As part of the Immunisation Agenda 2030, a World Health Organization (WHO) study published today in eBioMedicine named 17 pathogens that regularly cause diseases in communities as top priorities for new vaccine development.
In five out of six WHO regions, annual child deaths and contribution to antimicrobial resistance were the most heavily weighted criteria.
“Too often global decisions on new vaccines have been solely driven by return on investment, rather than by the number of lives that could be saved in the most vulnerable communities,” said Dr Kate O’Brien, Director of the Immunization, Vaccines and Biologicals Department at WHO, in a press release on November 5, 2024.

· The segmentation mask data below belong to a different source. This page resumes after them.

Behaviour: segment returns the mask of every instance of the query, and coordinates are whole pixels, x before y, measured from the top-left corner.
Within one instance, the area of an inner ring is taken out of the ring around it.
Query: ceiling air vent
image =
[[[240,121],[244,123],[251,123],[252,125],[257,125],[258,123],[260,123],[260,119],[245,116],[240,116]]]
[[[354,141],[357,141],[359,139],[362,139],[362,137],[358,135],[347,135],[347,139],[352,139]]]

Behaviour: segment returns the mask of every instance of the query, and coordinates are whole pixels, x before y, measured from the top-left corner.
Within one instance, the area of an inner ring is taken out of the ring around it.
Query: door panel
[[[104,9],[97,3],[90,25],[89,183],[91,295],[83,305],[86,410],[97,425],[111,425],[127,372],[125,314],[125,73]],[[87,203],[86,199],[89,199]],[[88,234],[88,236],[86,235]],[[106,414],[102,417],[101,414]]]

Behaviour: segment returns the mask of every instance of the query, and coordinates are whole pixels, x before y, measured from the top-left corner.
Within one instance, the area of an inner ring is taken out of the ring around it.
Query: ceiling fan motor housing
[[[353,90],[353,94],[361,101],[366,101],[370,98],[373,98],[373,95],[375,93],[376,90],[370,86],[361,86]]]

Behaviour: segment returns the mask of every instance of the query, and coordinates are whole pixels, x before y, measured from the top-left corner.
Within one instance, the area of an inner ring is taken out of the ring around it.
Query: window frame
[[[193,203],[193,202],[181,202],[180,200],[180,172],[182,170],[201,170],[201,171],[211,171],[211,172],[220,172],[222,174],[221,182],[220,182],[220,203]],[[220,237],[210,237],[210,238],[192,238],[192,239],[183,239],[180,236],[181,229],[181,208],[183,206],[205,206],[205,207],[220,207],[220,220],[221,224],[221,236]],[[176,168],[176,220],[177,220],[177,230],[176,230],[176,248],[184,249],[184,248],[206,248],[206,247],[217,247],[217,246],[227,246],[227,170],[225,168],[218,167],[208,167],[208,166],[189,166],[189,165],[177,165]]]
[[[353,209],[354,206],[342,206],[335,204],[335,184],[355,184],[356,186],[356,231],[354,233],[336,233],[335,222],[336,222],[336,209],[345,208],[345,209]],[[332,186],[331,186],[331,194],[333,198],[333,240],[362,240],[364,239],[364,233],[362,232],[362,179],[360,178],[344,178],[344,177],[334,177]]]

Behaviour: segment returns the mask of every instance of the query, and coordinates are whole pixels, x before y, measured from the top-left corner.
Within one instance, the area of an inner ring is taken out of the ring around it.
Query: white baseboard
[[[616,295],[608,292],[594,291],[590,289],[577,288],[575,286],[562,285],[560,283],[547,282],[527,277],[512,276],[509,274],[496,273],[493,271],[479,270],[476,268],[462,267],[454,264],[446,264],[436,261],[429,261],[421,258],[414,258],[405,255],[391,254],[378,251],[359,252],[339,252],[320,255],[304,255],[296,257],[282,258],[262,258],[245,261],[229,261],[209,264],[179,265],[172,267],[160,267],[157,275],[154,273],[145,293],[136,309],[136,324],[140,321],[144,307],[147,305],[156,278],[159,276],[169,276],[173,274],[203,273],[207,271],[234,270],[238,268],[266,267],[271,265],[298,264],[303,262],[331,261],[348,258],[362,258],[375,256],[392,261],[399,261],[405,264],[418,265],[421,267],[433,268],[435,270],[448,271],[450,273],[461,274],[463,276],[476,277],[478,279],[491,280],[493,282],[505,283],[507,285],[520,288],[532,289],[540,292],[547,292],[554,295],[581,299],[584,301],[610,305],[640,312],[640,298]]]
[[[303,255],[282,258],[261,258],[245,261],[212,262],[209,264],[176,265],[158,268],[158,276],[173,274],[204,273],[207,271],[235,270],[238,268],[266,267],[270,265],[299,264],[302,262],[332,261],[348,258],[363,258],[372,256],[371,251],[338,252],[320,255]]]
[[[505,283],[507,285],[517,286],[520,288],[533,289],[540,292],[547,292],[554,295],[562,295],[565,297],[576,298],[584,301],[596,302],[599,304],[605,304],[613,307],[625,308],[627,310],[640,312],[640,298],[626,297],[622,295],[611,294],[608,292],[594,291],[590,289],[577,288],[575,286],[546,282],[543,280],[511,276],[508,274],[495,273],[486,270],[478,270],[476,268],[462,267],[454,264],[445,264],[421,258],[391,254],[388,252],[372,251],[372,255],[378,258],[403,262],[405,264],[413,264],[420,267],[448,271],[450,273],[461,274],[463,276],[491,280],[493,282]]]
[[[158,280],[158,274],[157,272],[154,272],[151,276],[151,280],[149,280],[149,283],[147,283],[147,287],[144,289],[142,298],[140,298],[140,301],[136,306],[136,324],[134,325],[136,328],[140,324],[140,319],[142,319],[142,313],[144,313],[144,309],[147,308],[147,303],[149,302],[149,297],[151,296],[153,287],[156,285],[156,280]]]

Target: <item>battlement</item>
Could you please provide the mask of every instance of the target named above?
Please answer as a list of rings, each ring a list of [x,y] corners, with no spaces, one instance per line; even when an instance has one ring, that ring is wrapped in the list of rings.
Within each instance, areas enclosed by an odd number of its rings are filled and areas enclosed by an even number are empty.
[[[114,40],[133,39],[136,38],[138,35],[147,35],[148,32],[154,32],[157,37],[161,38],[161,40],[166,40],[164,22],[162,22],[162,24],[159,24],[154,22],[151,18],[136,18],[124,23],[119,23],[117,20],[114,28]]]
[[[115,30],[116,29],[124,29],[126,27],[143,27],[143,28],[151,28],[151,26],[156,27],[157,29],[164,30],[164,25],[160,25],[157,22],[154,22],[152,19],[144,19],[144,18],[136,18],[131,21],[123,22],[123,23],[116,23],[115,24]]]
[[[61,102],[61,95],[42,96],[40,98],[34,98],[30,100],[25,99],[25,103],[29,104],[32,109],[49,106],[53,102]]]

Pathogens where vaccines are approaching regulatory approval, policy recommendation, or introduction
- Dengue virus
- Group B Streptococcus
- Extra-intestinal pathogenic E. coli
- Mycobacterium tuberculosis (TB)
- RSV
Pathogens where vaccine research is needed
- Group A streptococcus
- Hepatitis C virus
- HIV-1
- Klebsiella pneumoniae
Pathogens where vaccines need to be further developed
- Cytomegalovirus
- Influenza virus (broadly protective vaccine)
- Leishmania species
- Non-typhoidal Salmonella
- Norovirus
- Plasmodium falciparum (malaria)
- Shigella species
- Staphylococcus aureus
This global prioritization exercise for endemic pathogens complements the WHO R&D blueprint for epidemics, identifying priority pathogens that could cause future epidemics or pandemics.